Последствием происшедшего явилась новая шутка, через несколько дней придуманная студентами Академии. Студенты прозвали профессора Алексеева «святым Исаакием Доломальским» за то, что он доломал леса и едва не был утоплен в чане с гипсом, но счастливо извлечен оттуда по воле Всевышнего и благодаря расторопности «чумазых ангелов господина Монферрана…».
XII
Вечером, когда гости разошлись, Огюст с Элизой вдвоем, как они и мечтали, напились чаю и отправились путешествовать по набережной Мойки. Но мороз разошелся вовсю, стал больно нащипывать щеки, и Элиза наконец запросила пощады:
– Анри, я хочу домой!
Огюст не боялся мороза, он привык к нему, но спорить и не подумал. Они вернулись. Однако уже во дворе, затворив за собою ворота, Монферран обернулся к жене и виноватым тоном проговорил:
– Знаешь, Лиз, ты ступай, а я поднимусь сейчас. Мне хочется еще подышать воздухом – я что-то устал сегодня от всех этих происшествий.
Элиза нахмурилась:
– Ты отсылаешь меня, чтобы снова забраться в библиотеку, да?
– Нет. Даю тебе слово, что через двадцать минут тоже пойду спать. И загляну к тебе, чтобы ты не сомневалась.
Он отогнул край ее опушенного беличьим мехом капора и поцеловал порозовевшую замерзшую щеку. Элиза улыбнулась и, выдернув руку из муфты, поправила ему шарф:
– Я тебя жду. Только не замерзни, милый…
Огюст прошелся по двору взад-вперед и хотел уже снова выйти на набережную, но тут вдруг заметил фигурку в шинели, прорисованную на светлом фоне стены.

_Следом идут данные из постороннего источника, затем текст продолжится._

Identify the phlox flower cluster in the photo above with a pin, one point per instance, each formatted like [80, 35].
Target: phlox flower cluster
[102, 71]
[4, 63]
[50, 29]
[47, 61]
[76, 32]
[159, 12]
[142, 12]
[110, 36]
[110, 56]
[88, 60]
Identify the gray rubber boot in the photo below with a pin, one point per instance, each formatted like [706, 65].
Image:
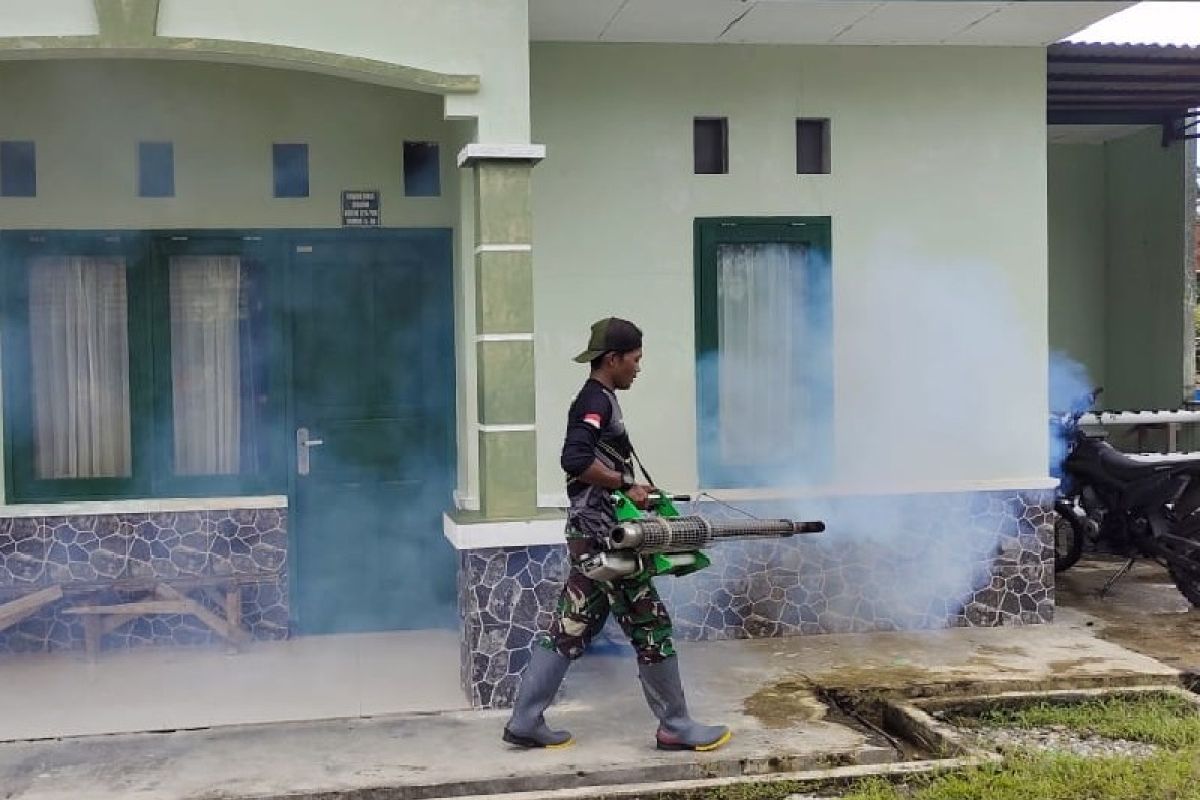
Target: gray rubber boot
[677, 731]
[539, 684]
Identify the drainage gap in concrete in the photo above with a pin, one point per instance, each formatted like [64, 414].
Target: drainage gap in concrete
[871, 717]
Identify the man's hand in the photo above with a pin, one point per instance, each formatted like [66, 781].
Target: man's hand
[640, 494]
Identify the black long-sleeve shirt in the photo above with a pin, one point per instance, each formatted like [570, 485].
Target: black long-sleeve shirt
[595, 431]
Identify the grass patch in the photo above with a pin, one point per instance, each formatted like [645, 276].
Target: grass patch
[1165, 776]
[1163, 720]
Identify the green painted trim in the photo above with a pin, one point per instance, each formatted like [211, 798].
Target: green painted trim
[127, 32]
[127, 22]
[503, 200]
[504, 292]
[505, 383]
[508, 479]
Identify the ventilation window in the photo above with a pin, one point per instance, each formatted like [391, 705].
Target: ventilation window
[291, 169]
[18, 169]
[156, 169]
[811, 146]
[711, 142]
[423, 173]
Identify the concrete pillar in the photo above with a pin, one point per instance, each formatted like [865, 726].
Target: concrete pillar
[504, 374]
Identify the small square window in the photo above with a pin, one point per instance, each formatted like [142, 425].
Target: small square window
[423, 173]
[811, 146]
[291, 169]
[156, 169]
[711, 144]
[18, 169]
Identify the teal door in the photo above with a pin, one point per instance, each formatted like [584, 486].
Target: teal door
[372, 378]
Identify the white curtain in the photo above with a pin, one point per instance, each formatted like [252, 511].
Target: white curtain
[761, 391]
[81, 367]
[207, 364]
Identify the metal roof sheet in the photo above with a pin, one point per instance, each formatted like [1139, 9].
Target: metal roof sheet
[1091, 83]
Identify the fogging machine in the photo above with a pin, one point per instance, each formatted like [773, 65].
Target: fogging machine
[661, 541]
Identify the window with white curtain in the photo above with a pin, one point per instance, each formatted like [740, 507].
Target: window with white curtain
[765, 352]
[205, 361]
[762, 396]
[141, 365]
[79, 353]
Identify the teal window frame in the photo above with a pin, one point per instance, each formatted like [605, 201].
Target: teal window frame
[709, 233]
[147, 256]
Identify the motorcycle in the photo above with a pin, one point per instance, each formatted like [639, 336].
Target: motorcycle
[1129, 505]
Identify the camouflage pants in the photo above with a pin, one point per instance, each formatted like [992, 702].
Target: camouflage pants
[583, 608]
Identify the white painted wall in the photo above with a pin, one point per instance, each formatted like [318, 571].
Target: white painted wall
[48, 18]
[939, 205]
[484, 37]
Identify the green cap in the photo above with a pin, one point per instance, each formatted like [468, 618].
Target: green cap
[611, 335]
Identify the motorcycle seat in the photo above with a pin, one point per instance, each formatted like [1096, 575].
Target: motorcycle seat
[1128, 465]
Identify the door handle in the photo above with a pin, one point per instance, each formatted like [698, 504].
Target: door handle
[304, 444]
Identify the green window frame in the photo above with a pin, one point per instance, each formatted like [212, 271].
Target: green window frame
[717, 470]
[147, 257]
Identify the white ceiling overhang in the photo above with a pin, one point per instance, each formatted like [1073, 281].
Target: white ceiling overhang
[1025, 23]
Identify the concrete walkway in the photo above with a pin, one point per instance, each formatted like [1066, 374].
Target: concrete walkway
[169, 689]
[762, 689]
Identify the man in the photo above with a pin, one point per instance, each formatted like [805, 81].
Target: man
[598, 461]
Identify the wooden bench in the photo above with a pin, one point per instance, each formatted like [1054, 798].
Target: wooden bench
[15, 611]
[156, 596]
[162, 597]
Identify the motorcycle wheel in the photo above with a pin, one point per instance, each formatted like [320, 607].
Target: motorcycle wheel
[1068, 542]
[1187, 582]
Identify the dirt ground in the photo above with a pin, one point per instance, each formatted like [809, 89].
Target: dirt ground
[1143, 612]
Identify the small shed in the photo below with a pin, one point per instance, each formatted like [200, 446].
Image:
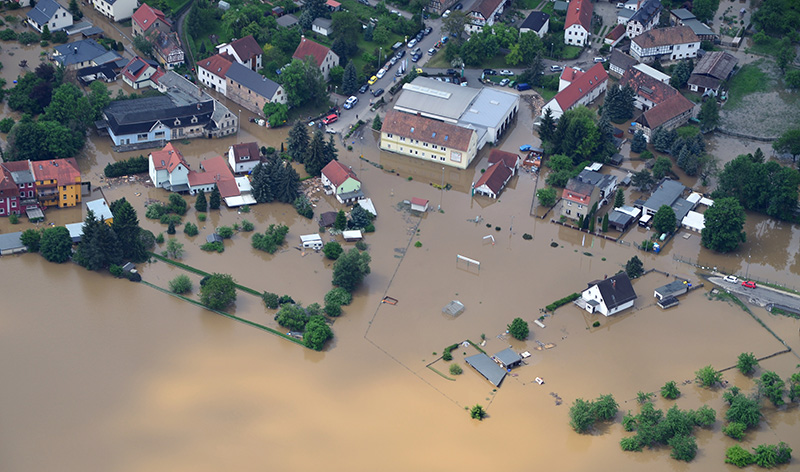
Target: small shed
[352, 235]
[419, 204]
[672, 289]
[311, 241]
[507, 358]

– Это кто тут еще? – спросил архитектор.
– Это я. – Фигурка выступила из темноты и превратилась в свете фонаря в Мишу Самсонова.

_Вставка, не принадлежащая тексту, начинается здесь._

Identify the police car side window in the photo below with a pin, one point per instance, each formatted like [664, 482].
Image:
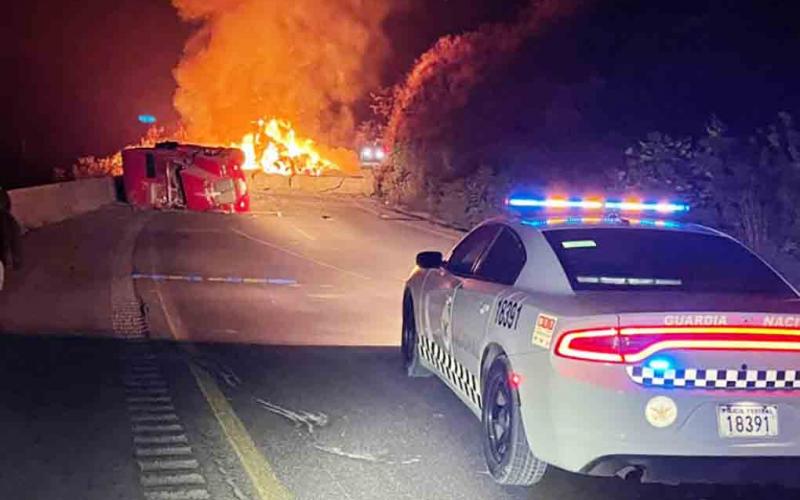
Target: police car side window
[504, 260]
[467, 253]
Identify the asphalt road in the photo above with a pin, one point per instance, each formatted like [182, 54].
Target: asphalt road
[271, 366]
[318, 384]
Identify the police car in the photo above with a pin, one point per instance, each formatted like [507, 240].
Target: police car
[607, 338]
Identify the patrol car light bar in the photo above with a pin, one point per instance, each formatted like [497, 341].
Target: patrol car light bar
[636, 344]
[596, 204]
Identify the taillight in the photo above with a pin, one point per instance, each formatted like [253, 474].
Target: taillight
[635, 344]
[593, 345]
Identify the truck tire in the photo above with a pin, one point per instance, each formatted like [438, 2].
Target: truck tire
[409, 345]
[505, 445]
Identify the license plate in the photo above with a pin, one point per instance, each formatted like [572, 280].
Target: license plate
[747, 420]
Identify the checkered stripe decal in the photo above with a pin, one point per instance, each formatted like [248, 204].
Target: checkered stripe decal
[448, 366]
[716, 379]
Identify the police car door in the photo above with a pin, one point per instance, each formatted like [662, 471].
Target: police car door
[441, 285]
[477, 302]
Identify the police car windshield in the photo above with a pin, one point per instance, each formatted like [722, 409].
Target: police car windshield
[637, 259]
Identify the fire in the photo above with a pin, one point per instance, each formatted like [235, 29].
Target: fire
[275, 148]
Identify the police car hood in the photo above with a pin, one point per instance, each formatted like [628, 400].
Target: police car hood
[609, 302]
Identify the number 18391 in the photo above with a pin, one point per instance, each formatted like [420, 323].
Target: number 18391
[747, 420]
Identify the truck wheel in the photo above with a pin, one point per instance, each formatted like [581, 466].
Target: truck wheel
[505, 445]
[409, 347]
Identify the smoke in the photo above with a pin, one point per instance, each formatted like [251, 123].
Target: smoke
[304, 61]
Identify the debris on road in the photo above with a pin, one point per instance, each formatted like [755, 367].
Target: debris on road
[365, 457]
[310, 420]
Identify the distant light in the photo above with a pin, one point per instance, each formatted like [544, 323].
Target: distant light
[659, 364]
[579, 244]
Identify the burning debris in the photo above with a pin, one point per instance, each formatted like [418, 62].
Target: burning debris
[286, 68]
[275, 148]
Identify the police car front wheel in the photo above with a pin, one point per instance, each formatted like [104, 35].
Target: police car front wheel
[505, 445]
[409, 343]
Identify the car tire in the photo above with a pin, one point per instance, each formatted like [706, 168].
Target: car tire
[505, 445]
[409, 348]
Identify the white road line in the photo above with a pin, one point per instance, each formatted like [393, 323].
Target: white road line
[144, 383]
[168, 439]
[166, 451]
[141, 375]
[154, 417]
[151, 480]
[138, 356]
[148, 399]
[299, 255]
[139, 368]
[156, 465]
[196, 494]
[151, 408]
[147, 391]
[157, 428]
[325, 295]
[307, 235]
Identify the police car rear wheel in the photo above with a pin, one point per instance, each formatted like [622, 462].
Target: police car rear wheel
[408, 345]
[505, 445]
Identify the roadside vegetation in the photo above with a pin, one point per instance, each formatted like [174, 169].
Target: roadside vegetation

– Что ты тут делаешь? – хмурясь, полусердито спросил Монферран. – Драчун негодный! При всех я не хотел бранить тебя, но завтра собирался с тобой как следует поговорить. Часто ли учителя гимназии ходят к родителям учеников?
– Нечасто, я полагаю, – ответил серьезно Миша и ближе подошел к Огюсту. – Мне очень обидно, что пришлось говорить с ним Элизе Эмильевне… Но я подрался с настоящим подлецом!
Монферран нагнулся к мальчику. Слишком нагибаться ему теперь не приходилось: Миша сильно вырос и уже догонял его. Лицо мальчика выражало спокойную мужскую уверенность в своей правоте.
– Послушай, Мишель, – пожимая плечами, сказал Огюст. – Ты достаточно умен, чтобы понять простую истину: в четырнадцать лет настоящими подлецами люди еще не бывают. Только начинающими, и то изредка.
– А начинающего подлеца, по-вашему, ударить нельзя? – с вызовом спросил Миша.
– Кого ты ударил и за что? – Голос архитектора по-прежнему был сух и суров, он редко так разговаривал с Мишей.
– Я стукнул по уху Семена Варламова. Он думает, что если у него богатые родители и он имеет все, чего ему хочется, то другие против него ничего не стоят! – Лицо мальчика загорелось. – Он может унизить другого, понимаете? Это не заслуживает оплеухи?
– Что он тебе сказал? – резко спросил Огюст. – Что он посмел тебе сказать?
– Мне?! – взвился Миша. – Пускай бы попробовал!.. Прежде он уж пытался. Нет, Август Августович, он стал дразнить Петра Смолина, приятеля моего, тем, что у него мундир с зашитым локтем. Говорит: «Коли голодранец, так и нечего ходить в гимназию: надобно свое место знать». Тут вот я его и стукнул…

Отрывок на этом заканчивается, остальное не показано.